Emmanuel Djédjé, fils de Justin Djédjé, présente des cabosses de cacao à ses amis au Canada. Les cabosses sont un cadeau offert par son grand-père lors d’un voyage en Côte d’Ivoire.

Photo : Justin Djédjé

Sangare Benjamin, un résident de Toronto qui a fait des investissements dans une plantation de cacaoyers en Côte d’Ivoire, explique que pour tout Ivoirien le lien avec le cacao est fort.

En voyant le chocolat un peu partout dans le monde, on se rappelle un peu la Côte d’Ivoire. On est fier de cela, dit-il.

Même son de cloche chez Jean Luc Amoikon, un résident de Mississauga. M. Amoikon vient d’une lignée d’agriculteurs de cacaoyers. Il affirme que pour les Ivoiriens la place qui est occupée par la Côte d’Ivoire depuis des décennies en tant que l’un des premiers producteurs de cacao au monde est une source de fierté.

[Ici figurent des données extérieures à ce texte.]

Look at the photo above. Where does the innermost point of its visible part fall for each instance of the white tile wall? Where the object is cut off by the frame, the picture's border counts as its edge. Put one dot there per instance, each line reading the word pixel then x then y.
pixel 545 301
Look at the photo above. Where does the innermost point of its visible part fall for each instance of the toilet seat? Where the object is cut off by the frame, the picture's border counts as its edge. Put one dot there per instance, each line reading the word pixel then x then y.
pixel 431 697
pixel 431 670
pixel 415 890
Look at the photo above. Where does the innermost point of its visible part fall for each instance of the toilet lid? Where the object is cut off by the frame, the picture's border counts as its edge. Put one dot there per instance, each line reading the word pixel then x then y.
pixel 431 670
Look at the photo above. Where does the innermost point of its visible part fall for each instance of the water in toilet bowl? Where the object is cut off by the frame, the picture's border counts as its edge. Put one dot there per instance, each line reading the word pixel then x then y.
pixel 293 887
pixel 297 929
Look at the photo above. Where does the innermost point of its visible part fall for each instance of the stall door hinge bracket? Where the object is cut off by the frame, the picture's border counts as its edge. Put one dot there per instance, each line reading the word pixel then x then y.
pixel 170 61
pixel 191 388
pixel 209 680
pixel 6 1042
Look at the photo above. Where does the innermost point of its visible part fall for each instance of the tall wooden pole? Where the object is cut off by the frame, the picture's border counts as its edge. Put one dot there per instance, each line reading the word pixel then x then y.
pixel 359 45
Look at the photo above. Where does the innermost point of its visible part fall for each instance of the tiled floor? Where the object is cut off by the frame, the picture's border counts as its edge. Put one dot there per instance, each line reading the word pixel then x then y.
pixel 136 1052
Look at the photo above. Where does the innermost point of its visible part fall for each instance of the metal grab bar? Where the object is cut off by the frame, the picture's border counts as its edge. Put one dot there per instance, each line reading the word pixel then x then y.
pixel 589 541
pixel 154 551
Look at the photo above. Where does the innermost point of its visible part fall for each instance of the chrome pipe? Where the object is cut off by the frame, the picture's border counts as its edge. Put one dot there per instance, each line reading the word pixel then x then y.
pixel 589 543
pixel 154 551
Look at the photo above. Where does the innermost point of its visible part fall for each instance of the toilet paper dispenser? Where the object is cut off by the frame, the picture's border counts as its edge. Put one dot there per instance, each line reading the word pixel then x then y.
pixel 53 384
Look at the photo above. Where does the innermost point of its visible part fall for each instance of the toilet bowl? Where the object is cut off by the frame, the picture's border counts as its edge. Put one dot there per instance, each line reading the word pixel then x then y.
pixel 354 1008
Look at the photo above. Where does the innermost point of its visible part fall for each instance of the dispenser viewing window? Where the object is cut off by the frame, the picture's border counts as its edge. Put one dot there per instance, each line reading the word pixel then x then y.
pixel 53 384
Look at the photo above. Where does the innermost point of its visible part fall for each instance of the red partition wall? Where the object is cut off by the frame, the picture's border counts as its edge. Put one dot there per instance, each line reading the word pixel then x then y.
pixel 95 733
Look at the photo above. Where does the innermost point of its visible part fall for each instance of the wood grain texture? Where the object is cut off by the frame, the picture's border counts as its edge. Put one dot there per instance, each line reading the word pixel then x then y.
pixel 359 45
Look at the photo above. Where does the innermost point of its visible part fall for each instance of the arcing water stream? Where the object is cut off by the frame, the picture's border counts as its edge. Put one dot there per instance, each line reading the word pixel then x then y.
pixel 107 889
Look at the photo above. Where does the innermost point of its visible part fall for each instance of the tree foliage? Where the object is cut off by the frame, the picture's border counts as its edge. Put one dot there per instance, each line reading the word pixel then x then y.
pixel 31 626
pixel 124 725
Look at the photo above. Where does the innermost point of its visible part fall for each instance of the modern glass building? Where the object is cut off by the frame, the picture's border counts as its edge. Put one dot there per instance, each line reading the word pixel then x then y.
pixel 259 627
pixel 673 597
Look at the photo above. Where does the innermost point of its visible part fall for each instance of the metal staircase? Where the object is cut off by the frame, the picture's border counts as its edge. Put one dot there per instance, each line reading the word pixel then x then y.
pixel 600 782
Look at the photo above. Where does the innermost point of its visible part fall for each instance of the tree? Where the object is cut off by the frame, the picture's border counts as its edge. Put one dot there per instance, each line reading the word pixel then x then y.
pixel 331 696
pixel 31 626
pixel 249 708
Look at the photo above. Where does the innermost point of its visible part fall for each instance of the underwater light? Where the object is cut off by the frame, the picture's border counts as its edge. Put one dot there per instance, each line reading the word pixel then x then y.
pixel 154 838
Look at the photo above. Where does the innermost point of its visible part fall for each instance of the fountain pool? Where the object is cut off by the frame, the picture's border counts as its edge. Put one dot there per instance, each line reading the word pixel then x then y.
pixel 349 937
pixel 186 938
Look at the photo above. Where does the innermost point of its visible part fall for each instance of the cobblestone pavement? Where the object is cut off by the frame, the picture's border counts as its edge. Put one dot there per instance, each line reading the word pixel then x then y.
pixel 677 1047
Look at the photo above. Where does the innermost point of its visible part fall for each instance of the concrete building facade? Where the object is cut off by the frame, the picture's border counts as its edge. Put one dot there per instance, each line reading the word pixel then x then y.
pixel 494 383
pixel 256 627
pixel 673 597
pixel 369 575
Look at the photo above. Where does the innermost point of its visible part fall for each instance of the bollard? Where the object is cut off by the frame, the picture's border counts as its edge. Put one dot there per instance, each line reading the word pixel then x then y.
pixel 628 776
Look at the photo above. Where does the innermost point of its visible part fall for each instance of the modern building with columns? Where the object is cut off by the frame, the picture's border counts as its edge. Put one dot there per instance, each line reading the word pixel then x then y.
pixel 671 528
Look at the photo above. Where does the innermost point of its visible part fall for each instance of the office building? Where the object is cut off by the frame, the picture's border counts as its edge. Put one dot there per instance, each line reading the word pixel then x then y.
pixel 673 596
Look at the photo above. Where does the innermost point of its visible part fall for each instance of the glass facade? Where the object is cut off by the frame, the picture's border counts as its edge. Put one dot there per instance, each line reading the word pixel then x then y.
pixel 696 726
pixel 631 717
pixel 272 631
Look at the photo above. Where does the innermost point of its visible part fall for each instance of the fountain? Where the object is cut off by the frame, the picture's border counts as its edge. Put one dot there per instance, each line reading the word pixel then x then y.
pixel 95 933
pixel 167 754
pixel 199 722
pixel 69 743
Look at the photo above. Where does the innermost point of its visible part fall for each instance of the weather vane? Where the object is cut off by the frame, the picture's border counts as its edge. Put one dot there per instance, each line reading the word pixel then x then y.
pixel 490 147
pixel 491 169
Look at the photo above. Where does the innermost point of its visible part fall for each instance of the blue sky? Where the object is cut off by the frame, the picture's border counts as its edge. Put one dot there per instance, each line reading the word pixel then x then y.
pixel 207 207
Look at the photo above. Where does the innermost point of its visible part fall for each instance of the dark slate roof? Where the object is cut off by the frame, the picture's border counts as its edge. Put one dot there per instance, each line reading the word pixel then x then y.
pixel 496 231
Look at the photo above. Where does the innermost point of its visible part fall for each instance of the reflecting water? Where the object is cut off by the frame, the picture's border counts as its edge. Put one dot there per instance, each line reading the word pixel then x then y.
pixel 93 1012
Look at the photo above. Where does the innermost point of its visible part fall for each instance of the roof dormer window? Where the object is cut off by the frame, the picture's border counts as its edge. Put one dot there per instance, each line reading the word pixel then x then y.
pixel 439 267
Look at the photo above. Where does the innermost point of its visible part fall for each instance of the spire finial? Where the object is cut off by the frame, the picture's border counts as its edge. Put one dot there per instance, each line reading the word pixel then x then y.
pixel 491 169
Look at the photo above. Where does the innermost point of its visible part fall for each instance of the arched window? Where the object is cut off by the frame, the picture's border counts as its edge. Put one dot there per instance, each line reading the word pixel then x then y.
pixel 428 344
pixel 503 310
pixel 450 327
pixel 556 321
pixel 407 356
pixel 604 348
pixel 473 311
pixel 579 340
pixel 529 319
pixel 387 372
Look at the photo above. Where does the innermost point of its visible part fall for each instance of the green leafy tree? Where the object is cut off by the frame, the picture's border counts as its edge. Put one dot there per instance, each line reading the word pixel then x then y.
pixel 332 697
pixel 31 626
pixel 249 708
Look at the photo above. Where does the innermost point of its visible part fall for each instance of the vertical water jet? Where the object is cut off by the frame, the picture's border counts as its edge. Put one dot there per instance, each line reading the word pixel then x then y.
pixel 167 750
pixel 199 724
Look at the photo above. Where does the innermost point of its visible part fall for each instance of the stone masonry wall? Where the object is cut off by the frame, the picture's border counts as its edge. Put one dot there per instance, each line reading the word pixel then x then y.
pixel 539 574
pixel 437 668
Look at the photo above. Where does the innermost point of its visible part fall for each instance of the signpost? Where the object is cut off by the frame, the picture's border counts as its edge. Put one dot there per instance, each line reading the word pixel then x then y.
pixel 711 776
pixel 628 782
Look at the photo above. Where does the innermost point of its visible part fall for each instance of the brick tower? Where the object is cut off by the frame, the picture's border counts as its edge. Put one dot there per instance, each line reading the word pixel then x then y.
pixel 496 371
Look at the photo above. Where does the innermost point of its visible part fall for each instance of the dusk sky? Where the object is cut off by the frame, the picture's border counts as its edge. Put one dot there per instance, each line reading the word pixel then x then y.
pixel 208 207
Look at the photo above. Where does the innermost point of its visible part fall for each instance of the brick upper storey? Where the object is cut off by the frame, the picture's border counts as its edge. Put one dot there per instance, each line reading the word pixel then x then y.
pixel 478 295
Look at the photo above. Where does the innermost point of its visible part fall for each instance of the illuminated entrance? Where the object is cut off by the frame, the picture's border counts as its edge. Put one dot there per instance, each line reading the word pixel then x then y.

Jean Luc Amoikon porte une paire de lunettes et sourit à la caméra.

Jean Luc Amoikon affirme que le cacao est l’une des valeurs sûres de la Côte d’Ivoire.

Photo : Jean Luc Amoikon

Il ajoute que depuis son enfance, il bénéficie des retombées économiques des plantations de cacao de sa famille.

« C’est grâce au cacao que nous avons été scolarisés (...). On allait voir notre grand-mère quand elle était à l'œuvre pour voir comment la cueillette se faisait, comment la distribution se faisait; et comment c’était empaqueté dans les sacs (...). Ma grand-mère est décédée (...), mais elle a encore des hectares de cacaoyers (...) dont nous bénéficions encore aujourd’hui. »

— Une citation de  Jean Luc Amoikon, résident de Mississauga

Marie-Laure Elloe Amian, qui réside également à Mississauga, souligne que la position occupée par la Côte d’Ivoire sur le plan mondial en tant que pays producteur de cacao valorise son pays.

« Si vous allez chez moi aujourd’hui, vous trouverez le cacao sous plusieurs formes : poudre, savon, chocolat, etc.  »

— Une citation de  Marie-Laure Elloe Amian, résidente de Mississauga

Elle explique aussi avoir rapporté des cabosses de cacao de son pays pour inculquer la fierté de cette denrée à ses enfants.